We can immediately highlight and copy the entire array:
Its value is:
[0x34, 0xf1, 0xe1, 0x38, 0xae, 0x33, 0x92, 0x9f, 0x2b, 0x8a, 0x13, 0xf7, 0xc0, 0x20, 0xe6, 0x20, 0xc4, 0xfa, 0x1a, 0x9b, 0x20, 0xd5, 0xc4, 0x10, 0x8a, 0x36, 0xfe, 0xd9, 0x0c, 0xe6, 0x1b, 0xfe, 0xde, 0x3f, 0xbb, 0x1b, 0xce, 0xc1, 0x20, 0xf2, 0x11, 0x86, 0xf3, 0x0c, 0xb0, 0x1c, 0xf4, 0xde, 0x1a, 0x8a, 0x17, 0xe1, 0xdf, 0x17, 0xea, 0x40, 0x9e, 0xd1]
So, we have the array, and we know it’s being compared to a string that has been XORed with a five-byte key. This would suggest that the array was created in the same way! Thus, we can assume the equation is valid:
$$ \text{some_text} \oplus \text{5byte_key} = \text{byte_array} $$
But this time, we only have one component. However, we can assume that we want to get a string that starts with the characters "KPMG{", which is exactly 5 bytes long!
Attempt to recover the string from libc..
Let’s perform the XOR operation on the first 5 bytes of this array with the string "KPMG{".
def xor_arrays(xor_key, array_to_be_xored)
array_to_be_xored.each_index do |b|
array_to_be_xored[b] ^= xor_key[b % xor_key.length]
end
array_to_be_xored.map { |byte| byte.to_s(16).rjust(2, '0') }.join
end
referred_array = [0x34, 0xf1, 0xe1, 0x38, 0xae, 0x33, 0x92, 0x9f, 0x2b, 0x8a, 0x13, 0xf7, 0xc0, 0x20, 0xe6, 0x20, 0xc4, 0xfa, 0x1a, 0x9b, 0x20, 0xd5, 0xc4, 0x10, 0x8a, 0x36, 0xfe, 0xd9, 0x0c, 0xe6, 0x1b, 0xfe, 0xde, 0x3f, 0xbb, 0x1b, 0xce, 0xc1, 0x20, 0xf2, 0x11, 0x86, 0xf3, 0x0c, 0xb0, 0x1c, 0xf4, 0xde, 0x1a, 0x8a, 0x17, 0xe1, 0xdf, 0x17, 0xea, 0x40, 0x9e, 0xd1]
known_array = "KPMG{".bytes
key = xor_arrays(known_array, referred_array[0..4])
key = [key].pack('H*').unpack('C*')
puts "================ Key = #{key.map { |byte| byte.to_s(16).rjust(2, '0') }.join} ============="

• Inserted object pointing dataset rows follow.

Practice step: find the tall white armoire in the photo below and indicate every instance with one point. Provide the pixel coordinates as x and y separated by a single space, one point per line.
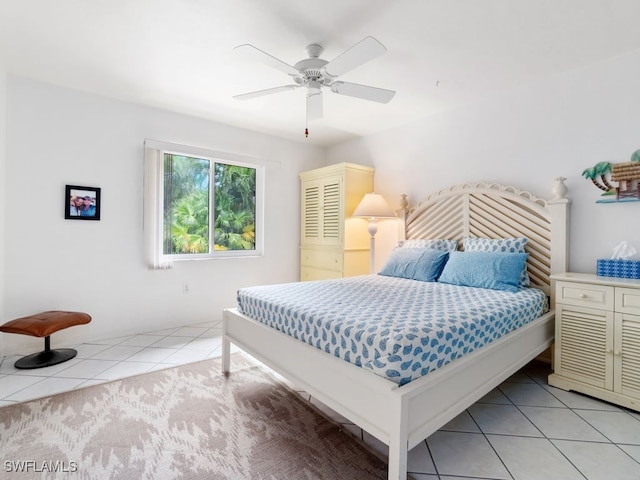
333 244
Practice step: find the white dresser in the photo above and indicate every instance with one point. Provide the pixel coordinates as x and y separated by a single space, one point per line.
597 340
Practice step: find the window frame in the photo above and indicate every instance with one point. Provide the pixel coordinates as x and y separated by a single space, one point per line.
154 152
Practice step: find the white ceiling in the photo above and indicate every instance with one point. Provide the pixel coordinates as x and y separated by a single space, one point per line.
178 54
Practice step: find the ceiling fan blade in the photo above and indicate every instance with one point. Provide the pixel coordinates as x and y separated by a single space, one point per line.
360 53
261 93
314 104
252 53
365 92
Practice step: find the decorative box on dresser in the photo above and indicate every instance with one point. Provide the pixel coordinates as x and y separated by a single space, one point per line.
333 245
597 338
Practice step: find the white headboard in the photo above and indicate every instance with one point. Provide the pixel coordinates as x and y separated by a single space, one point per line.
491 210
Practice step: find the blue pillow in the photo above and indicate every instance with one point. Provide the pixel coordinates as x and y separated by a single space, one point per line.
504 245
424 264
433 243
498 271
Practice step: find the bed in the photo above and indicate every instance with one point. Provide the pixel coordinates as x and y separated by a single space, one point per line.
402 410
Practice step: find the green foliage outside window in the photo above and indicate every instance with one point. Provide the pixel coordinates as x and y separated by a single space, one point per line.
187 187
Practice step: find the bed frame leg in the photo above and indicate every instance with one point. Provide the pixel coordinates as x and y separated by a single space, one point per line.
399 442
226 355
397 461
226 345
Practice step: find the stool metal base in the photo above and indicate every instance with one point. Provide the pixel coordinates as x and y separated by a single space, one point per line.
45 358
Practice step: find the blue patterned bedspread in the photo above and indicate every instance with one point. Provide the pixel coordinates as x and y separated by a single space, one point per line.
400 329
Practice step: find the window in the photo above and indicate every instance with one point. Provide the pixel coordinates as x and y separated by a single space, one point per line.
200 204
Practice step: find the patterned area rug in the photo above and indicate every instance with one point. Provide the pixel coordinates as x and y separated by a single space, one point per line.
186 422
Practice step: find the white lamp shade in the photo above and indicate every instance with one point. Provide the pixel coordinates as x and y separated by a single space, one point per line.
373 205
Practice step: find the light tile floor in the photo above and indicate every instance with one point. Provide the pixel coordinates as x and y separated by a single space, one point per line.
522 430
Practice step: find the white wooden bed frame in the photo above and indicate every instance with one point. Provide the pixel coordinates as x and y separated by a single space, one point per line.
402 417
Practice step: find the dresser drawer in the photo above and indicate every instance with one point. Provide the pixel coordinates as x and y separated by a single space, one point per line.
585 295
628 300
321 259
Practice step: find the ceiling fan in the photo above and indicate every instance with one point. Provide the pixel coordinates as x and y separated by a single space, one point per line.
315 73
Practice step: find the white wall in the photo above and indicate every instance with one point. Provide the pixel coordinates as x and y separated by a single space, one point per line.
525 138
56 136
3 102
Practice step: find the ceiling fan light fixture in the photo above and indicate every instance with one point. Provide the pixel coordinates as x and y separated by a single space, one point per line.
315 73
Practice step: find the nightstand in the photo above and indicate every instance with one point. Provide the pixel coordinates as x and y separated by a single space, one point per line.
597 337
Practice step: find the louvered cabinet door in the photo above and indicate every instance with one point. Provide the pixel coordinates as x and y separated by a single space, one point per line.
584 342
311 211
597 345
332 211
627 355
331 244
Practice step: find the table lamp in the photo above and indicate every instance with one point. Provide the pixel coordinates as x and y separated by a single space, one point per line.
373 206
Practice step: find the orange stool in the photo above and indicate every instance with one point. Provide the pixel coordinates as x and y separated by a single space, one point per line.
43 325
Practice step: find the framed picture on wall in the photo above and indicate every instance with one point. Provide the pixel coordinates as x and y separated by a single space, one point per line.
81 203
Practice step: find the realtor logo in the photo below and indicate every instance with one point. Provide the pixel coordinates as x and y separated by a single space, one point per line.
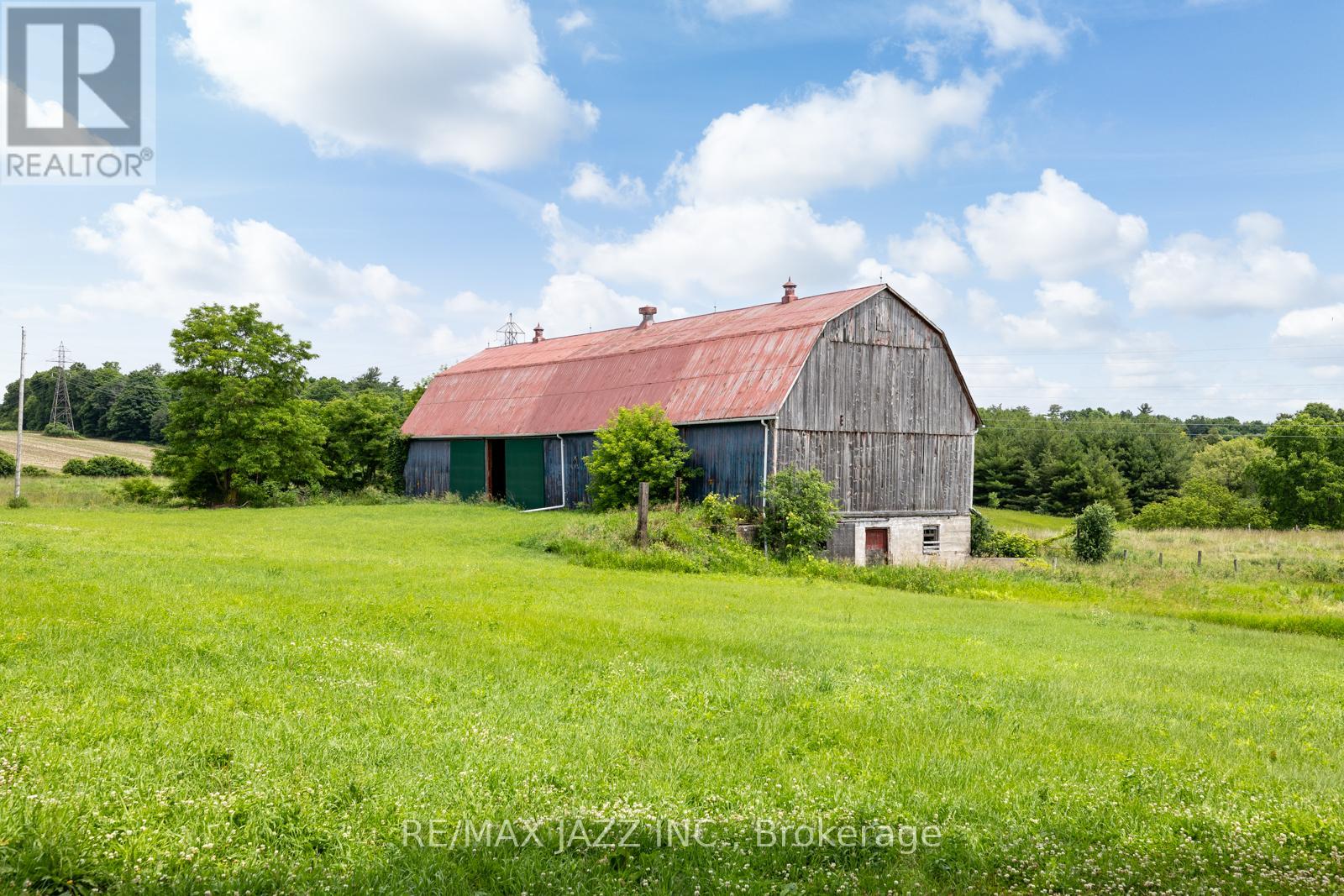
78 93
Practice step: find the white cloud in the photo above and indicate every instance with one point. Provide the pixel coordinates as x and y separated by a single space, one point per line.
1068 298
1148 362
591 184
467 304
178 255
933 249
1194 273
921 289
717 249
1312 325
1068 315
869 130
578 302
1005 29
452 82
999 380
1055 231
575 20
725 9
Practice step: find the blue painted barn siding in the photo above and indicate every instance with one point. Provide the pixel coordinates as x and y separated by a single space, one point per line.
428 466
730 454
577 448
551 465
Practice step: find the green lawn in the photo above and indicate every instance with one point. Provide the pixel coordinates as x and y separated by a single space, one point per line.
261 700
1035 524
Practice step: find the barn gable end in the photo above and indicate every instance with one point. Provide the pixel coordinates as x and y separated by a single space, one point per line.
882 410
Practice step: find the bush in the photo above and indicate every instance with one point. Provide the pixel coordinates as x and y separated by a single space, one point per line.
988 542
638 445
721 515
141 490
1095 532
799 513
104 465
1203 504
60 432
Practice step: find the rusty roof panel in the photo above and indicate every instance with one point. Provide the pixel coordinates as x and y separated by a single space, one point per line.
712 367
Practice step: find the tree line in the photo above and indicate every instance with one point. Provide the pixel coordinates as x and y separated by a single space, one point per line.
239 418
1166 472
105 402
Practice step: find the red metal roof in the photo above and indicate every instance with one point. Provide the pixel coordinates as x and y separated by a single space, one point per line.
712 367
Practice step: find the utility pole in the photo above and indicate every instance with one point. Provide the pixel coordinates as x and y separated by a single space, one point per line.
18 448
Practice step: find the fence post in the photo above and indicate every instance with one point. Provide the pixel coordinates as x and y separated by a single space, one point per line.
642 530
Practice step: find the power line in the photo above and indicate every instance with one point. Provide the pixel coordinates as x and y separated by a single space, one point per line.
1149 351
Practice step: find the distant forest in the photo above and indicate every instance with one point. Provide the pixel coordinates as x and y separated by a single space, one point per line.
1061 461
134 407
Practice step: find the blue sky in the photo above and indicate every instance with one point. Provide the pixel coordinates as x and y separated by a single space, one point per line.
1101 203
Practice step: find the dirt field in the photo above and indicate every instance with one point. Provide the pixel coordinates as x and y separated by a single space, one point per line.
42 450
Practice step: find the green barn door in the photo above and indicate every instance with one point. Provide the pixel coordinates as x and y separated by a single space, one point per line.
524 473
467 468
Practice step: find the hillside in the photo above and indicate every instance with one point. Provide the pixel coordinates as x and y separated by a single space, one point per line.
264 700
50 453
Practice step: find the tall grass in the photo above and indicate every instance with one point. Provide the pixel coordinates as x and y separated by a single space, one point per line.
257 700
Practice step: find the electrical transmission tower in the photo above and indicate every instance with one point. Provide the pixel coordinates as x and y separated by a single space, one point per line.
511 332
60 411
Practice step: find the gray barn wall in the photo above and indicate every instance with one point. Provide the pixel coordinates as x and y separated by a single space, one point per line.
879 410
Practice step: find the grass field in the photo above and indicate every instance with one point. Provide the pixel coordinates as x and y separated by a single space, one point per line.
51 453
262 700
1034 524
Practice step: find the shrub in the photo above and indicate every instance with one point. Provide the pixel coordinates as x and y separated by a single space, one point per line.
1095 532
104 465
1203 504
719 515
988 542
638 445
60 432
143 490
799 512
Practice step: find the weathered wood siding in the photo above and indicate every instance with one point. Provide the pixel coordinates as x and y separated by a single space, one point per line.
879 410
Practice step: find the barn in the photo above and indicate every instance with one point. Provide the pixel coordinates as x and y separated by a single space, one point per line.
855 383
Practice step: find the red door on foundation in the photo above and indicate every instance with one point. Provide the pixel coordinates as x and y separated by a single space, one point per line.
875 543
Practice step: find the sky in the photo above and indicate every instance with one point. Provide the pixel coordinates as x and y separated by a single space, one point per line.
1101 202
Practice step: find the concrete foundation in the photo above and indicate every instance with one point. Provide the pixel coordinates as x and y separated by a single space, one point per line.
944 540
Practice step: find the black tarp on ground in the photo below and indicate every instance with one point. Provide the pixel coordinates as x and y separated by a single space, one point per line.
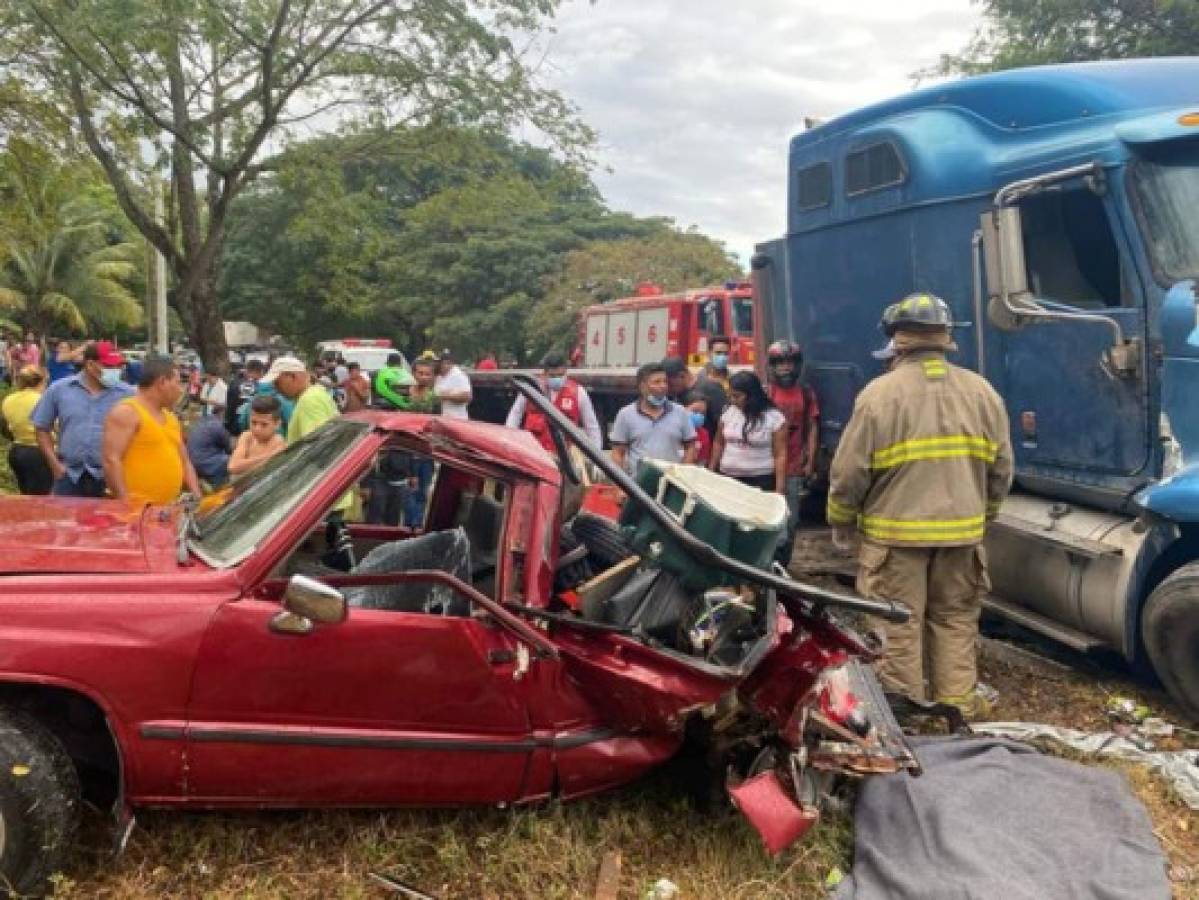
995 820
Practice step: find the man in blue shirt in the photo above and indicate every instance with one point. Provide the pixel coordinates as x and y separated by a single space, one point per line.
209 447
78 405
654 427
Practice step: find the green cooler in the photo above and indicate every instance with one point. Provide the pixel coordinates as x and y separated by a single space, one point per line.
737 520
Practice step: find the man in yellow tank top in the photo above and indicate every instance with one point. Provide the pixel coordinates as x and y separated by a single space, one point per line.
145 459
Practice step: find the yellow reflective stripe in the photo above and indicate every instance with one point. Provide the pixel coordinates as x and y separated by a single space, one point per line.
921 531
941 447
839 514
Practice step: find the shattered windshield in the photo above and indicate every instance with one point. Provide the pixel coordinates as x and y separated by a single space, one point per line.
233 521
1167 183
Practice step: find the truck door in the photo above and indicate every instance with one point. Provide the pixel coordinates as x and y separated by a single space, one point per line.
1070 410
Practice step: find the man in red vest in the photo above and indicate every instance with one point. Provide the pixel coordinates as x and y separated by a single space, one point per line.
797 403
566 394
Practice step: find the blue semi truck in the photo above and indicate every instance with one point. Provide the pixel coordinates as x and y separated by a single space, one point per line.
1056 210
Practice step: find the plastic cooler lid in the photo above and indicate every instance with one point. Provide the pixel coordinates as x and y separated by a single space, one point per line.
730 499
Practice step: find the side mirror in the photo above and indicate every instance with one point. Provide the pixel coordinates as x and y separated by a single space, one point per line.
1007 279
307 602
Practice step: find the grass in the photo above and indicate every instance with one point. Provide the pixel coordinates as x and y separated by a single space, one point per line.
552 851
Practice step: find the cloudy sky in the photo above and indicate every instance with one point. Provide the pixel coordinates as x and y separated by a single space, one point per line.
696 100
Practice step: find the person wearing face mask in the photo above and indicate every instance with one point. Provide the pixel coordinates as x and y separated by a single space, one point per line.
714 381
77 408
567 396
654 427
697 408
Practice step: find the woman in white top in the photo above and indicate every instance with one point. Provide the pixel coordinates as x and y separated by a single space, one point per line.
751 441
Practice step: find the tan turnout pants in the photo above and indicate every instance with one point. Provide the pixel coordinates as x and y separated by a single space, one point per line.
943 586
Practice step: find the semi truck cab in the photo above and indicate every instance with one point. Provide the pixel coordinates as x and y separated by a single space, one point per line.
1054 209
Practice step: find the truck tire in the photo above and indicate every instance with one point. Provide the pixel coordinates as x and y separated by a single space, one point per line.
38 804
1170 632
604 542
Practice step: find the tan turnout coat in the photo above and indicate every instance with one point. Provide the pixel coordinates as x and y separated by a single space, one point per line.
926 458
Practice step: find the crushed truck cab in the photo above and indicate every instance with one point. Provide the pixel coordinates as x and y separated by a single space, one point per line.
1053 209
206 657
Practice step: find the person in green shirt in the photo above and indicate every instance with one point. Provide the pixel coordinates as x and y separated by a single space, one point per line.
313 408
393 384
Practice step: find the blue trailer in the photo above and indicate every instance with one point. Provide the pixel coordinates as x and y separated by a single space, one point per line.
1056 210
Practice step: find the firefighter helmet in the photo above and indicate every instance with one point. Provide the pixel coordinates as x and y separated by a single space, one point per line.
782 351
917 312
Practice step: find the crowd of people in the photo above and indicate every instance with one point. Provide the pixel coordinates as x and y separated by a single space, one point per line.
761 435
82 422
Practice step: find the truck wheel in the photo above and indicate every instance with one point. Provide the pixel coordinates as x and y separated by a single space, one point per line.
1170 630
604 542
38 804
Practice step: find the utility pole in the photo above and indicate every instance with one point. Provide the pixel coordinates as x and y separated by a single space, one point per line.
160 340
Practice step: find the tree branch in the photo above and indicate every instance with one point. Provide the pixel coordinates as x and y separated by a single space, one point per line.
121 187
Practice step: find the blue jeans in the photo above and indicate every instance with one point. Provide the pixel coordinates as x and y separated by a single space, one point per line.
88 485
415 497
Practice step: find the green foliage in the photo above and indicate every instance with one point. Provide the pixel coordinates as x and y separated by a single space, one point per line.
437 236
608 270
206 85
66 261
1031 32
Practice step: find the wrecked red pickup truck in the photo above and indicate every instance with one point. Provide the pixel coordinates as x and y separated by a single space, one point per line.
205 657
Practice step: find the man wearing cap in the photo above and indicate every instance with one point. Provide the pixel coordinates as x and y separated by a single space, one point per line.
313 408
78 406
452 387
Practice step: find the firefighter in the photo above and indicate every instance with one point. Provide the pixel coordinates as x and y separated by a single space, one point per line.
923 464
797 403
567 394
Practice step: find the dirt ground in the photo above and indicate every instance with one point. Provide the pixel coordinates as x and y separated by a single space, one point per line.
555 850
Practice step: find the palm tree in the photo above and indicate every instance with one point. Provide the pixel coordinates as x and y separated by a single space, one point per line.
64 263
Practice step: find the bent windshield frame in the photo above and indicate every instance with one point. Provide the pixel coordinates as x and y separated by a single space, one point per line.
1166 193
258 503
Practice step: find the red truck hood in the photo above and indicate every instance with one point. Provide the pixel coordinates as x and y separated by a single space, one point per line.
83 536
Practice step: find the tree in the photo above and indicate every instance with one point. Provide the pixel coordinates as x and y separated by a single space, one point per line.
1031 32
435 236
65 261
209 84
609 270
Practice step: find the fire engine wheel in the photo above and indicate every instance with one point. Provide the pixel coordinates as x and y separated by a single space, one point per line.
1170 632
38 804
602 538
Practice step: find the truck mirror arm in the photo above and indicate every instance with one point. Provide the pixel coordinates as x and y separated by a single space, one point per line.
790 591
1016 300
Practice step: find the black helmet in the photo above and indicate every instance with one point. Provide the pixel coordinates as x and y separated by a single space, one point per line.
919 312
784 351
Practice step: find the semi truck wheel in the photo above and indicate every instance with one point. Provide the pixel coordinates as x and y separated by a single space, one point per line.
1170 630
38 804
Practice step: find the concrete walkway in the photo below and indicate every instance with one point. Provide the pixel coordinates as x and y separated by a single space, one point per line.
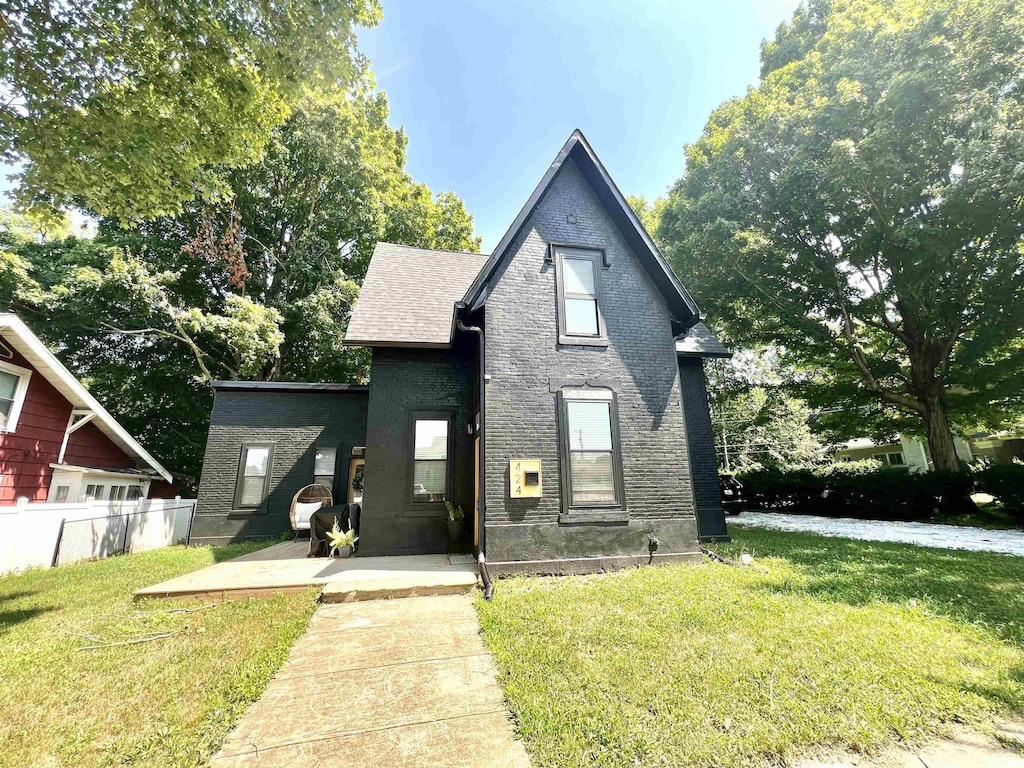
396 683
922 534
285 567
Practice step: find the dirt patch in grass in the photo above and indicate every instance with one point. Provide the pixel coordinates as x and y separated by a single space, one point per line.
166 702
824 642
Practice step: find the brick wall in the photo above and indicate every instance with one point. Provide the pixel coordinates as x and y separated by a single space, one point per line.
403 381
295 422
527 366
704 463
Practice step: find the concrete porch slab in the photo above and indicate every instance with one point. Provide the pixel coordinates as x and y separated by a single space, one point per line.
284 567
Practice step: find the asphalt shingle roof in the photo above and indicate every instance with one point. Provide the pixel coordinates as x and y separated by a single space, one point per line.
700 342
409 296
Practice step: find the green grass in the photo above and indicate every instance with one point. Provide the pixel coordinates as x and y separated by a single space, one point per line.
167 702
823 643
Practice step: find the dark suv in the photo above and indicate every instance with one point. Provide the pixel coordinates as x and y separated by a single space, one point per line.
731 491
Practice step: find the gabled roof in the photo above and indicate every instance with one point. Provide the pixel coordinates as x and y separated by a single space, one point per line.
409 296
17 335
699 342
682 306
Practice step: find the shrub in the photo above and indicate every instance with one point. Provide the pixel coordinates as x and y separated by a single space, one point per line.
1006 482
854 489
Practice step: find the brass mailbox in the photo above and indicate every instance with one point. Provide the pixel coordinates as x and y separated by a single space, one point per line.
524 478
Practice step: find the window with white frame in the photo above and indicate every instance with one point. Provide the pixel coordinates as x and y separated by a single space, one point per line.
579 281
13 387
430 455
590 449
325 460
254 474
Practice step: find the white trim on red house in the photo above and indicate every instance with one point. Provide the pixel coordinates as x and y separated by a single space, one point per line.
24 375
54 372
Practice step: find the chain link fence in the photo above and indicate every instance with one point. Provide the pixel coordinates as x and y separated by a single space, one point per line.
132 529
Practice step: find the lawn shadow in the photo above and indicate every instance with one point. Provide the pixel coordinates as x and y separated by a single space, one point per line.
10 619
965 586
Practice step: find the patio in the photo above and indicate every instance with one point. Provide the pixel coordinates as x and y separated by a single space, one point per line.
285 567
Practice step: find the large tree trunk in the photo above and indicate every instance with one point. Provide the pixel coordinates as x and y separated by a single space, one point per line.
940 436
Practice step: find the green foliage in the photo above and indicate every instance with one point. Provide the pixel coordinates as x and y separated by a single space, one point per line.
259 288
182 694
861 210
825 643
1006 482
132 109
757 423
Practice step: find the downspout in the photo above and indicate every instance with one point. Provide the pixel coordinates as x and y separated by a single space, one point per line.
488 587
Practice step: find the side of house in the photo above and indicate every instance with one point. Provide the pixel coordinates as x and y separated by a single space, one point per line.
57 443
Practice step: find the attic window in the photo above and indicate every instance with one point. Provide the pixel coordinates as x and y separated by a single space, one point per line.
579 279
13 387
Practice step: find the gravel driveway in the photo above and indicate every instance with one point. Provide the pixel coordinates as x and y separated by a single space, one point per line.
922 534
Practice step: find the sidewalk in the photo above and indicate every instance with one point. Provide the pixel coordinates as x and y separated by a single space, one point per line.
398 683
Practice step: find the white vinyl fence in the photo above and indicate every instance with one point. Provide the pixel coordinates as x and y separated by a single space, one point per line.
46 535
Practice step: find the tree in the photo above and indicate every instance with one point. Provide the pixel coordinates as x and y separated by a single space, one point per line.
131 109
862 208
256 287
757 422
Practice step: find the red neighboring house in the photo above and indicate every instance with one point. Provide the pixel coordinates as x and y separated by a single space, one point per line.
57 443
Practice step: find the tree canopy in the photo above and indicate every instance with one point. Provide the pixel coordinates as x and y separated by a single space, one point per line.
132 109
257 286
862 209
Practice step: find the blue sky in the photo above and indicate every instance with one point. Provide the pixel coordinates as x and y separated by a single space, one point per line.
487 91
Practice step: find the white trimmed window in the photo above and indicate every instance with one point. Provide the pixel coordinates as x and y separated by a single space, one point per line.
13 387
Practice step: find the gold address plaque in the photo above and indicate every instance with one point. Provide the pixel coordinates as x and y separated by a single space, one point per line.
524 478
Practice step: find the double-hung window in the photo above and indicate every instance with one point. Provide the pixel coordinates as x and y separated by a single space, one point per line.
254 475
592 471
579 279
325 460
430 458
13 386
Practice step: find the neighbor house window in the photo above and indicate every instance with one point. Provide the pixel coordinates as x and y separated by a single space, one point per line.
579 289
590 449
254 473
430 458
324 464
13 386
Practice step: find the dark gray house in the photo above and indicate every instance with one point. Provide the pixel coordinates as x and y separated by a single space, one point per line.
555 390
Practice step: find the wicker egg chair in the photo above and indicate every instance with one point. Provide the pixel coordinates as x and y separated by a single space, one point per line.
305 502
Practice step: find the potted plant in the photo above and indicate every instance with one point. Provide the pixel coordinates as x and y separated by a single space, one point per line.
341 542
457 525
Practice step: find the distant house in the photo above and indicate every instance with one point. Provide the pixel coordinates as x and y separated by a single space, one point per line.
914 455
57 443
554 390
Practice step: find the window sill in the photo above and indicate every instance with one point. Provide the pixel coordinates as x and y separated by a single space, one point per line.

This code returned the result:
================ Key = 7fa1ac7fd5 =============
Which means that now we can try to reconstruct the entire string. To do this, just add the following 2 lines to the end of the previous code:
str2 = xor_arrays(key, referred_array)
puts [str2].pack('H*')
The final result was:
================ Key = 7fa1ac7fd5 =============
KPMG{L33T_lVl_3_eVeN_tho_I_us3d_r@ndom_'n'_secUre_h@sh???}
This is the final flag, with a message that the "secure and random" hash has been cracked!
Summary
Throughout this analysis, we’ve explored the process of reverse engineering an application using various tools such as Ghidra and Frida. Starting with an initial examination of the application’s strings, we discovered the first flag before even running the program. From there, we decompiled the application to investigate its logic, focusing on XOR operations and custom implementations that manipulate input data.
By employing a step-by-step approach, we recovered keys through XOR operations, leveraged known initialization vectors, and bypassed the application's random elements to find hidden flags. Ghidra helped us trace how the key was derived and allowed us to analyze core functions such as check2. Meanwhile, Frida proved invaluable for debugging and intercepting critical points of comparison.
In the end, we managed to reveal multiple flags, including the final one, which humorously pointed out that even a "secure and random" hash can be cracked. This exercise not only demonstrated the strength of reverse engineering tools but also highlighted the ingenuity required to solve complex challenges through methodical investigation.